Child carries palm branches for a sukkah roof in the ultra-Orthodox neighborhood of Mea Shearim, September 30, 2020 (Olivier Fitoussi/FLASH90)

Ministers on Wednesday approved fining anyone caught in a sukkah not their own NIS 500. It was not immediately clear if the owner of the sukkah would also be fined, or how the rule will affect communal sukkahs.

There has been growing criticism of the Haredi communities for not adhering to government guidelines, including continuing to host mass gatherings over the High Holiday period.

The community has been among the hardest hit by the virus in Israel, with many ultra-Orthodox cities leading the way in new daily infections.

The government’s COVID-19 czar, Ronni Gamzu, reportedly told ministers during Wednesday’s coronavirus cabinet meeting that ultra-Orthodox Israelis are 2.5 times more likely than the general public to test positive for the coronavirus.

Ultra-Orthodox Jewish men buy palm fronds to build a Sukkah, ahead of the upcoming holiday of Sukkot in the Jerusalem neighborhood of Mea Shearim in Jerusalem, Sept. 30, 2020 (AP Photo/Oded Balilty)

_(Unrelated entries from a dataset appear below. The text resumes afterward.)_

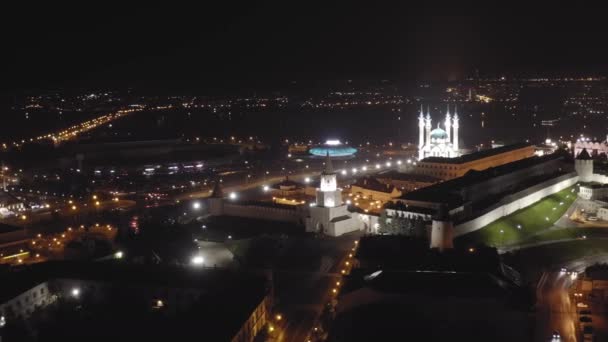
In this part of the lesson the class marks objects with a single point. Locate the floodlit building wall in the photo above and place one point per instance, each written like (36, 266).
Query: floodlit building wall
(509, 208)
(264, 213)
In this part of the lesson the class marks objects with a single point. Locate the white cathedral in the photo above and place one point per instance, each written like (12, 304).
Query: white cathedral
(438, 142)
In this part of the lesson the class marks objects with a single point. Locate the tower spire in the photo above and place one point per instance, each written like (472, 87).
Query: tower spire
(329, 169)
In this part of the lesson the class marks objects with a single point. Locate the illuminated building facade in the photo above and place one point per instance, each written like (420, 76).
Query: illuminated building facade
(329, 215)
(438, 142)
(449, 168)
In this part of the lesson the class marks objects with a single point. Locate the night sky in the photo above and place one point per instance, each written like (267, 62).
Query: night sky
(275, 42)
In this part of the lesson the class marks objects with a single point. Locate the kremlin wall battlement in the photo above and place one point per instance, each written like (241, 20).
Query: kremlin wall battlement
(517, 201)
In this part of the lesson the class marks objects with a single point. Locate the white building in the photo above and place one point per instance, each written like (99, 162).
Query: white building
(593, 147)
(329, 215)
(438, 142)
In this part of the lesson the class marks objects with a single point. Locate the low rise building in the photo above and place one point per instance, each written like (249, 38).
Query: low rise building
(180, 295)
(481, 197)
(593, 191)
(407, 182)
(374, 189)
(449, 168)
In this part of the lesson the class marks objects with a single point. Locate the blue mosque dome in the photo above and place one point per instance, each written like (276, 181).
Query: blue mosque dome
(439, 133)
(334, 151)
(334, 148)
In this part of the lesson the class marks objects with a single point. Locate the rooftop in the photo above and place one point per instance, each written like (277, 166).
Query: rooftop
(449, 192)
(476, 155)
(413, 177)
(584, 155)
(371, 183)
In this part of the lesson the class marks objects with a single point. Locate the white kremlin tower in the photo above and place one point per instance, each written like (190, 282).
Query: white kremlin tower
(329, 215)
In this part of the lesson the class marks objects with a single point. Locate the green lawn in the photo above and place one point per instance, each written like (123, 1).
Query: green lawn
(531, 260)
(523, 224)
(569, 233)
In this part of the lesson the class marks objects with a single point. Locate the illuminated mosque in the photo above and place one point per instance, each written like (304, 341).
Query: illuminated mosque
(438, 142)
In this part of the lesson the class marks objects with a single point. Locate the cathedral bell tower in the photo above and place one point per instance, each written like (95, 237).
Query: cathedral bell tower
(328, 195)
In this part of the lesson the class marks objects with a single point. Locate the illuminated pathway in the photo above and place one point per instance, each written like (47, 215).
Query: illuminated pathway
(73, 131)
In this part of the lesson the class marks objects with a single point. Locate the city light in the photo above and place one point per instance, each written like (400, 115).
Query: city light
(197, 260)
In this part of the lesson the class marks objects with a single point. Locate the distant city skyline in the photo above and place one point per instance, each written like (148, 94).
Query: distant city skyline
(262, 43)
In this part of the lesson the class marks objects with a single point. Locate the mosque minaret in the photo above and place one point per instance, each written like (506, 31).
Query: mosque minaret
(438, 142)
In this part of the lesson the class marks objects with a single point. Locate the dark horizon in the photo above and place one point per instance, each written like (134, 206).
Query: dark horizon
(272, 44)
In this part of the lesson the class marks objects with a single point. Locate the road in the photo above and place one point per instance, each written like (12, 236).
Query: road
(305, 294)
(556, 309)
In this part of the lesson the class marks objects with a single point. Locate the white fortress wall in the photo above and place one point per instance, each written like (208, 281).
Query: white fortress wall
(546, 189)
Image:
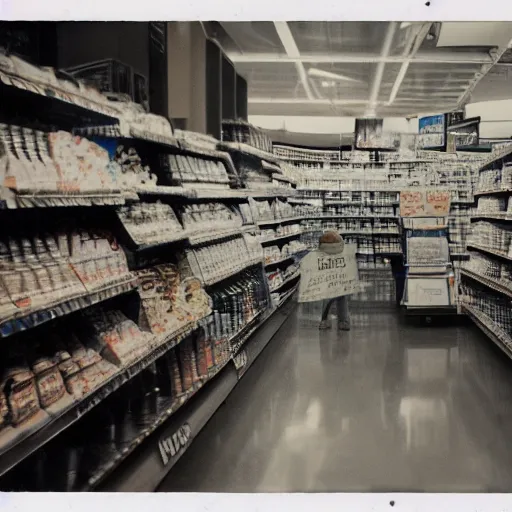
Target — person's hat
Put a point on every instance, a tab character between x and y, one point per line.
331	237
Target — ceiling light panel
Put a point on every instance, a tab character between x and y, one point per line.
338	36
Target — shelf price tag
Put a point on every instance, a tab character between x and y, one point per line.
170	447
240	361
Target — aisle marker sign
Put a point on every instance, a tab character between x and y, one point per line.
327	276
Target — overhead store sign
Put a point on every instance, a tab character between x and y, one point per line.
327	276
424	203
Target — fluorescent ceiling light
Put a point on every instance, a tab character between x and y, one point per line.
320	73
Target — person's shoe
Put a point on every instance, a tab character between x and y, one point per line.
324	325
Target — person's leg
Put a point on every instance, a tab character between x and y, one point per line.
343	313
326	322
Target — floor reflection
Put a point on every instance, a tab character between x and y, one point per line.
388	406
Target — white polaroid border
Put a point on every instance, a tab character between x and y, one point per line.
320	10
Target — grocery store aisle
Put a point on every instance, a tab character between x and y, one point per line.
388	406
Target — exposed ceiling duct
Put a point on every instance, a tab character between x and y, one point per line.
365	68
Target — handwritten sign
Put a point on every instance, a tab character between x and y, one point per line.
326	276
424	203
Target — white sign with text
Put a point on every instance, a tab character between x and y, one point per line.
327	276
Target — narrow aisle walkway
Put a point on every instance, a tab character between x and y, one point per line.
388	406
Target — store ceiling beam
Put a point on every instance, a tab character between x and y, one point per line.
496	56
379	72
444	57
292	51
411	48
305	101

Health Ministry Director-General Chezy Levy told reporters on Wednesday that 34 percent of those diagnosed with the virus in Israel were ultra-Orthodox, though the community constitutes only approximately 12% of the population.

Levy noted that health officials were concerned about the upcoming Sukkot festival, with its large celebrations usually held in close contact.

“What worries us is Sukkot, which has the potential for events that have an impact on infection: Simhat Torah, hakafot, sales of the four species, Ushpizin, yeshiva students returning home,” Levy said.